Language is important when you are dealing with anything. I don’t have a problem with conventional medicine as an epithet in most cases, though I do agree that there needs to be some sort of indication that it is evidence-based and scientific, while the other is bogus.
ikn, you make many good points. Having worked on an organic farm, I was used to hearing the term “conventional” in a sense that was almost sneering. “Not one of us,” is what they meant. Now, the two terms–organic/conventional–mean nothing of substance to me, except to distinguish two methods of producing basically identical products.

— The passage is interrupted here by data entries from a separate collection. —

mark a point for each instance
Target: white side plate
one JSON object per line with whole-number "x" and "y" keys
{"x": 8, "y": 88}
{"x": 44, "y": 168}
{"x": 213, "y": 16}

I don’t see much issue with calling medicine ‘conventional medicine’, even though it really doesn’t need the added word. The problem is that ‘alternative medicine’ raises snake oil to the same level. The term makes it seem to be an alternative branch within medicine, when really it is an alternative to medicine. If a person is taking alternative medicine, they are not taking medicine.
Holms, as a doctor said to me many years ago:
“Do you know what we call “alternative medicine” that works?”
“Medicine”.
Holms, well my issue is partly that it’s not accurate and thus not informative. There’s no hippy-dippy or eccentric or colorful or non-conformist branch of medicine along with a “conventional” one. It’s like saying “conventional” engineering. It’s not a matter of convention, like wearing white gloves to church, it’s a matter of what works.
The other part is that it’s pejorative. It nudges us to think real medicine is boring and conformist and stuck in the ’50s, when none of that is relevant.
‘Dr. Ben Edwards’
Is certainly NOT a ‘small town doctor.’ A very shallow google check finds that he’s some kind of religious/political crackpot in Lubbock TX. He does have an actual MD degree…from a Texas school.
Who said he was? The article says he’s “a family physician based an hour away in the city of Lubbock.”
I just checked & found that there is no animal reservoir for measles.
So if not for the antivaxxers, measles could be made extinct.